Explore Pu’uhonua O Honaunau
Imagine you had just broken a sacred law and the only punishment is death. And imagine your only chance of surviving is to reach Pu’uhonua, a place of refuge. Today you can visit said place and get a glimpse of what many Hawaiians went through. Taking a self-guided tour will lead you through the remains of a former civilization and the royal grounds. After taking a stroll through the historic site, you can enjoy the nearby Honaunau Beach.
Tour Kona Brewery
You might’ve seen Kona Beer here on the mainland and if you haven’t, stop what you’re doing and go get some at your nearest grocery store. Well during our stay, we took a brewery tour where we got to learn all about how the beers are brewed and how the brewery prides themselves in being as eco-friendly as possible.
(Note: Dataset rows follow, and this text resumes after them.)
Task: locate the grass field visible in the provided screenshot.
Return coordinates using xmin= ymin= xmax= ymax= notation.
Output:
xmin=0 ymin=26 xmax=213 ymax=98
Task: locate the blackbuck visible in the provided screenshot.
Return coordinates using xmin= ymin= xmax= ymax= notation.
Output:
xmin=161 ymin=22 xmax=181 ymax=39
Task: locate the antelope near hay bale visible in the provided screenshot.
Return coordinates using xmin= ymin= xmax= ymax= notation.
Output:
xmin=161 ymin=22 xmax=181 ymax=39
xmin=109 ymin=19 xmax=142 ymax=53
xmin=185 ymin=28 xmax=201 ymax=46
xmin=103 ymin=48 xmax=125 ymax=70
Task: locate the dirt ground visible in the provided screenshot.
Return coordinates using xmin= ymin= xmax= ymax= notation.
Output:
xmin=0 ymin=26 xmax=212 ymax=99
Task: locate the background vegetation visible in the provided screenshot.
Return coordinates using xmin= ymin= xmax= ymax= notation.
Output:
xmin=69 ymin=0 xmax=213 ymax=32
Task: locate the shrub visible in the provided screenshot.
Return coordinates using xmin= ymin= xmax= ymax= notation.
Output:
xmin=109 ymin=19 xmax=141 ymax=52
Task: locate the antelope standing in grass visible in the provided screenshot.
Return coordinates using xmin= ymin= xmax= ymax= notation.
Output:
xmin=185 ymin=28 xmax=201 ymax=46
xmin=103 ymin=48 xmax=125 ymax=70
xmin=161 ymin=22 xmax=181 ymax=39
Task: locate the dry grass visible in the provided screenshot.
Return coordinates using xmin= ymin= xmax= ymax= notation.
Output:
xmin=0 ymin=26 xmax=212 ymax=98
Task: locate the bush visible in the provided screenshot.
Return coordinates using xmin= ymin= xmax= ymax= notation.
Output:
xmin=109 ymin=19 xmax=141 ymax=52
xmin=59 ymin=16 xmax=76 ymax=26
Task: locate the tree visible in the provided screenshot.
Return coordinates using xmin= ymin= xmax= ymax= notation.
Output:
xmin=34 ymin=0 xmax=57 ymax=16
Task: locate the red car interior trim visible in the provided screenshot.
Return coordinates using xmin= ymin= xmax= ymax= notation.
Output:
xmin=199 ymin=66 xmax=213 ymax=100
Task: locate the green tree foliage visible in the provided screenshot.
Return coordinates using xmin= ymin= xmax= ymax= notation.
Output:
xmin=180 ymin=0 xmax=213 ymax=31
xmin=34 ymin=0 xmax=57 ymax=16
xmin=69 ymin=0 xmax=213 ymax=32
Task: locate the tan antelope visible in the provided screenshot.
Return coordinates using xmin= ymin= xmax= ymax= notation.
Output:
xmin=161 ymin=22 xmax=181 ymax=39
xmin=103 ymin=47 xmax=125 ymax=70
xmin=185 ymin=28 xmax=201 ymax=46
And at the end of the tour, you get to sample 4-5 beers (a great way too cool off in the Kona heat).
Come with an appetite because once you’re done with your tour, you’re going to want to try the pizza at the attached restaurant. It’s absolutely delicious.
Take a Helicopter Tour
If you’d rather see Hawaii by air than by boat, take a helicopter tour! Flying up in the sky over the Big Island makes you realize just how big it really is. Plus you get to see how much land was destroyed by lava in an explosion that took place in 2018. We left out of Hilo airport and took a tour that focused on the Kilauea volcano.
Walk Around Kona (& Eat at Kona Inn)
If staying on the west side of the island, make a point to walk around Kona Village at least once. It’s home to shops, farmers markets, restaurants, and Hawaii’s nightlife scene. Scandinavian Ice is in Kona so be sure to grab a bite to cool off in between shops. And once the sun starts to set, head to Kona Inn for dinner.
The Kona Inn was built in 1928 to house passengers from steamers that passed by. As the years passed, it became popular with locals and tourists alike & became the reason that Kona is as popular as it is today. Though you can no longer stay there, the waterfront restaurant is still in operation and offers fresh fish and delicious mai tais. There really is no better place to watch the sunset.
Coffee Plantation Tour
Last but not least, it’s imperative that you take a coffee plantation tour to learn about the process behind Kona coffee and what makes it so special. We went on a free tour with Greenwell Farms and it was so informative and our tour guide oozed happiness and pride in what she does. They do complimentary tours every day from 9:00 AM to 4:00 PM. They also have bags you can buy and take home with you for days when you need a little pick me up and you’re missing days on the island.
Have you been to the Big Island yet? What were some activities that you loved?